Fitch’in raporunda, Türkiye’nin borç sermayesi piyasasının son yıllarda istikrarlı bir genişleme kaydettiği belirtildi.

Bu büyümenin arkasında, kurumsal finansmana duyulan artan ihtiyaç, hükümetin finansman stratejisi, bankacılık dışı sektörlerdeki sermaye talebi ve küresel yatırımcı ilgisinin potansiyeli yatıyor.

Fitch, özellikle yerel para cinsinden ihraç edilen borçlanma araçlarının çeşitlenmesinin ve düzenleyici çerçevenin aşamalı olarak iyileştirilmesinin bu süreci desteklediğini ifade etti.

Sermaye Piyasalarında Derinleşme İhtiyacı

Türkiye’de borç sermayesi piyasası diğer gelişmekte olan ekonomilerle karşılaştırıldığında hâlâ gelişme aşamasında bulunsa da son dönemde kaydedilen ilerleme dikkat çekiyor.

Fitch, bu büyümenin yalnızca nominal olarak değil, yapısal olarak da devam edeceğini öngörüyor. Raporda, sermaye piyasalarının gelişmesiyle birlikte şirketlerin bankacılık sektörüne olan bağımlılığının azalacağı ve uzun vadede daha dengeli bir finansman mimarisinin ortaya çıkacağı vurgulanıyor.

Türkiye’de şirket finansmanının büyük bölümünün hâlâ banka kredilerine dayanması, borç sermayesi piyasalarını stratejik bir öneme taşıyor.

Fitch’e göre, bu dengenin zamanla daha çeşitlendirilmiş bir yapıya evrilmesi muhtemel. Özellikle büyük ölçekli şirketlerin uzun vadeli borçlanma araçlarını tercih etmesi, piyasanın kurumsallaşmasına ve standartların oturmasına katkı sağlıyor.

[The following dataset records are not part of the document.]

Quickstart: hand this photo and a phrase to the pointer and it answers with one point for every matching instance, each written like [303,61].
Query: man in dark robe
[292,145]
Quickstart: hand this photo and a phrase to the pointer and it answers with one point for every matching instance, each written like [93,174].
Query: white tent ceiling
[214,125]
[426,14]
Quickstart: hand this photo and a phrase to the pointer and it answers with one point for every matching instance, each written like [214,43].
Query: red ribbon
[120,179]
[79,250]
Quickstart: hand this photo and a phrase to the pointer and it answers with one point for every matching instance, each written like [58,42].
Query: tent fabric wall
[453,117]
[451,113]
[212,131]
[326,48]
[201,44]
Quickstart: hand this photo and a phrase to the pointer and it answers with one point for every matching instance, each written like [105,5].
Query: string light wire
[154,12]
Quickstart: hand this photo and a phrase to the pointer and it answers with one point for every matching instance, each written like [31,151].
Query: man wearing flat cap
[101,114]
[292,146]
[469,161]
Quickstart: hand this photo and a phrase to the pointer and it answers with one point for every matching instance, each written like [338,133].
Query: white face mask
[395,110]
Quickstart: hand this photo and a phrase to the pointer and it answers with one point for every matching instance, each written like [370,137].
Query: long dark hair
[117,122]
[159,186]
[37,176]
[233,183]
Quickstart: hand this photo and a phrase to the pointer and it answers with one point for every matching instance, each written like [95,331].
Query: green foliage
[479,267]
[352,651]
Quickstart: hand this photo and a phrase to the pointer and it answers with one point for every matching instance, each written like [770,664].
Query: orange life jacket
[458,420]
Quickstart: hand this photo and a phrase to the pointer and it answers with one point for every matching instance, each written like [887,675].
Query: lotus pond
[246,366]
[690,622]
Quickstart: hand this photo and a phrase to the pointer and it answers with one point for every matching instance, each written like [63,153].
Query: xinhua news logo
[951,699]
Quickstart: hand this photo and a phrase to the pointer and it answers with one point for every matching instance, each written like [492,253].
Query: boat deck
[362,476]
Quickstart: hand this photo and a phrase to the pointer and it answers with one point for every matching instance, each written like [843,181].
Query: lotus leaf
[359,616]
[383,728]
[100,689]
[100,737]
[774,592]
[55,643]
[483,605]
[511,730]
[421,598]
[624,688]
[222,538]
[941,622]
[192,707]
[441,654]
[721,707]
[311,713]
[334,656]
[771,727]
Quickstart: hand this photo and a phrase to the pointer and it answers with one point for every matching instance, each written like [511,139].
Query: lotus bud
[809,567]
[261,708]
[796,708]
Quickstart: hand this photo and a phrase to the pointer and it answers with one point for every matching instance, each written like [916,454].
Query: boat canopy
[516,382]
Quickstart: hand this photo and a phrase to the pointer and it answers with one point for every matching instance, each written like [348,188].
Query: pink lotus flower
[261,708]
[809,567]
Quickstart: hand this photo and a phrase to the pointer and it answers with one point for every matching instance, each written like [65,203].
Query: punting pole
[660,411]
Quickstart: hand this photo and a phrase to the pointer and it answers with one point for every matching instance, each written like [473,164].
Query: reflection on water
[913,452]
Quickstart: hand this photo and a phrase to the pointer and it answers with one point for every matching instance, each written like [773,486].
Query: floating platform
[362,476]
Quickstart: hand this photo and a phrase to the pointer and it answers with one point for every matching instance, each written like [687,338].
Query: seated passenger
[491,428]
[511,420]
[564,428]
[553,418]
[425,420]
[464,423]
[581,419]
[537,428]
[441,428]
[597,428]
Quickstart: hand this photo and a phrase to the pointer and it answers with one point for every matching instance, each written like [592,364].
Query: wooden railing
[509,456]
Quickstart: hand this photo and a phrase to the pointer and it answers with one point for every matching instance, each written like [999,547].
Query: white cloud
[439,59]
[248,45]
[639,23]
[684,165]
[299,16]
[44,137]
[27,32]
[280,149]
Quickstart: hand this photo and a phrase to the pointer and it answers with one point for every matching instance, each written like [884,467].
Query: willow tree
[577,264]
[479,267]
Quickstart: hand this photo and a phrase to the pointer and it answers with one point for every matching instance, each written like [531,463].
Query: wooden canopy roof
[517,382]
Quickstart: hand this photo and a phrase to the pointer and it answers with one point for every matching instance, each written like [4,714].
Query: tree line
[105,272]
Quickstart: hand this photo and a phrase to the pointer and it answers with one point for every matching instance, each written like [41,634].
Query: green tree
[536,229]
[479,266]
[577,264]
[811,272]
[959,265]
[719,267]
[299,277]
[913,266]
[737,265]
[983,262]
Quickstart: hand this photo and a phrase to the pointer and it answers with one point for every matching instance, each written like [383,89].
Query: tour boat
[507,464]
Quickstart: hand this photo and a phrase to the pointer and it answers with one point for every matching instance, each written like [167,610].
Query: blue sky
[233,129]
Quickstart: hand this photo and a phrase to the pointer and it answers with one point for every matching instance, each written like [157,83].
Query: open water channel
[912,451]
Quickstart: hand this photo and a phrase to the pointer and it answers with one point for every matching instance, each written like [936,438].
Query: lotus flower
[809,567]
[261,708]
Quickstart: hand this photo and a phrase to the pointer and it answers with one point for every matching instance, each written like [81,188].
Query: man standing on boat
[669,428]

Küresel Piyasalarda Türkiye’nin Konumu

Fitch, Türkiye’nin küresel piyasalardaki payının henüz sınırlı olmakla birlikte artma eğiliminde olduğunu belirtiyor.

Yabancı yatırımcıların Türkiye’nin borçlanma araçlarına yönelik ilgisi dalgalı seyretse de son dönemde makroekonomik çerçevenin istikrar kazanması ve politika yapıcıların daha öngörülebilir adımlar atması bu ilgiyi güçlendirebilir.

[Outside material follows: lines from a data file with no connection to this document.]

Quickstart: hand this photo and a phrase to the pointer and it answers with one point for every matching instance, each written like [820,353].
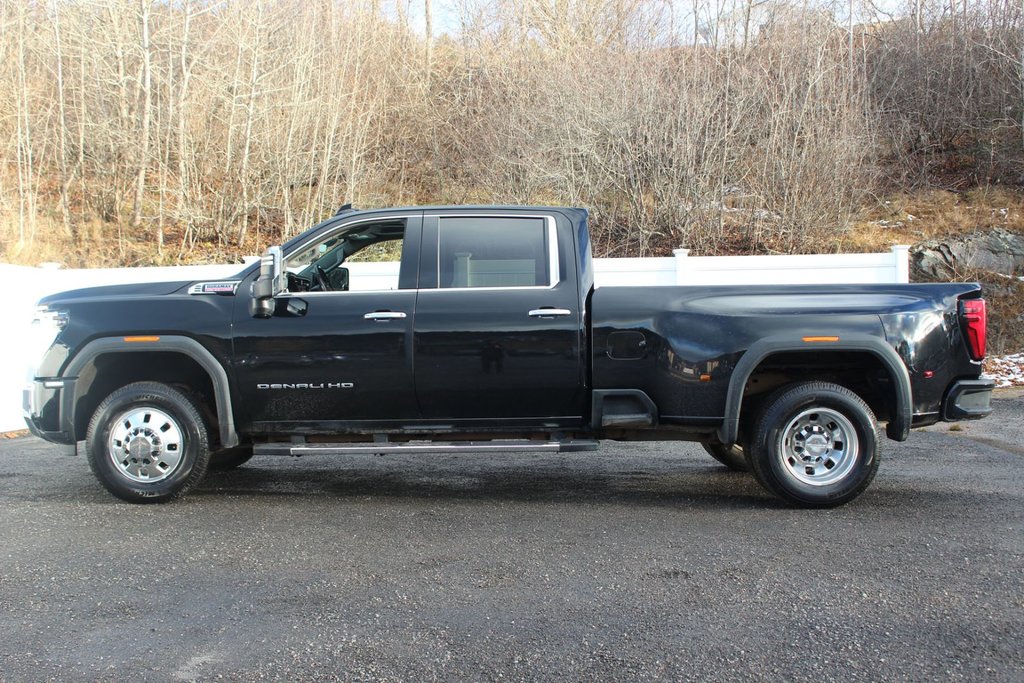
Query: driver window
[357,258]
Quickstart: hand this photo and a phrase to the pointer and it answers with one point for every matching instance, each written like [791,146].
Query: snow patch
[1006,370]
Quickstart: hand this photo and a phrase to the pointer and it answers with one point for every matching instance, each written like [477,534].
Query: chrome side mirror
[270,283]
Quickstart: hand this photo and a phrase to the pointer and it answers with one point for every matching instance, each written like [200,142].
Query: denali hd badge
[223,289]
[307,385]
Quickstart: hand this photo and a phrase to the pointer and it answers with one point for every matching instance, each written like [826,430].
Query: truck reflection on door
[493,355]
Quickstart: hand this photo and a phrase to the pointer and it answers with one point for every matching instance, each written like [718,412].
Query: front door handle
[550,312]
[384,315]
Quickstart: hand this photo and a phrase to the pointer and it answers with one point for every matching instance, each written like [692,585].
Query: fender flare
[178,344]
[899,426]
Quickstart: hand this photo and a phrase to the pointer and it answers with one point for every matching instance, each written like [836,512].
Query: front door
[338,350]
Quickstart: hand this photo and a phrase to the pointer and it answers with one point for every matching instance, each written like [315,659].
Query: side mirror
[269,284]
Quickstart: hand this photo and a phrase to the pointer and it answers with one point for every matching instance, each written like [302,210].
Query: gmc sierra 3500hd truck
[493,337]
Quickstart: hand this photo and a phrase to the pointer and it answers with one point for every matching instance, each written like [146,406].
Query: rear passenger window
[494,252]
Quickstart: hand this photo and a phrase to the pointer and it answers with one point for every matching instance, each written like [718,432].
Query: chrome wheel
[819,446]
[145,444]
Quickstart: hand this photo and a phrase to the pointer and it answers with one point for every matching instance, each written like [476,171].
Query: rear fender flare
[898,428]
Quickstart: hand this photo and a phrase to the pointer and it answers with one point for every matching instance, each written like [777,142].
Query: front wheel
[815,444]
[147,442]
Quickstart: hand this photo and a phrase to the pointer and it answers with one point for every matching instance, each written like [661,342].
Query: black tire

Ayrıca Fitch, Türkiye'nin yüksek enflasyon döneminden çıkma konusunda ilerleme kaydetmesi hâlinde, ülkeye yönelik portföy akımlarının hızlanabileceğini ve finansal piyasalara erişimin genişleyebileceğini değerlendiriyor.

Bu bağlamda, 2026 için öngörülen 550 milyar dolarlık borç sermayesi hacmi, hem iç hem de dış yatırımcıların katkısıyla oluşacak bir genişlemeye işaret ediyor.

Hükümet ve Özel Sektörün Görevi

Raporda dikkat çeken bir diğer unsur, kamunun ve özel sektörün birlikte bu büyümeyi destekleyecek adımlar atıyor olması.

Hazine’nin düzenli borçlanma programları, kamu borç yönetimi politikalarının şeffaflaştırılması ve uluslararası piyasalara erişimin korunması, piyasaya güven sağlayan etkenler olarak öne çıkıyor.

Özel sektör cephesinde ise özellikle enerji, altyapı, perakende ve üretim gibi sektörlerin finansman ihtiyaçlarının artması borçlanma araçlarına talebi yükseltiyor.

Fitch, şirketlerin daha fazla tahvil ve bono ihracına yönelmesinin piyasanın derinleşmesine önemli katkı sunduğunu belirtiyor.

Riskler ve Belirsizlikler

Fitch’in raporu iyimser senaryolar sunarken, potansiyel risklere de değiniyor. Türkiye’nin yüksek enflasyon ortamından çıkış sürecinin hassasiyeti, küresel faiz politikalarındaki belirsizlikler ve jeopolitik riskler bu piyasaların büyümesini etkileyebilecek faktörler arasında gösteriliyor.

Özellikle ABD Merkez Bankası’nın faiz politikası, küresel likidite koşullarını doğrudan etkilediği için gelişmekte olan ülkelerin borçlanma maliyetlerinde belirleyici rol oynuyor.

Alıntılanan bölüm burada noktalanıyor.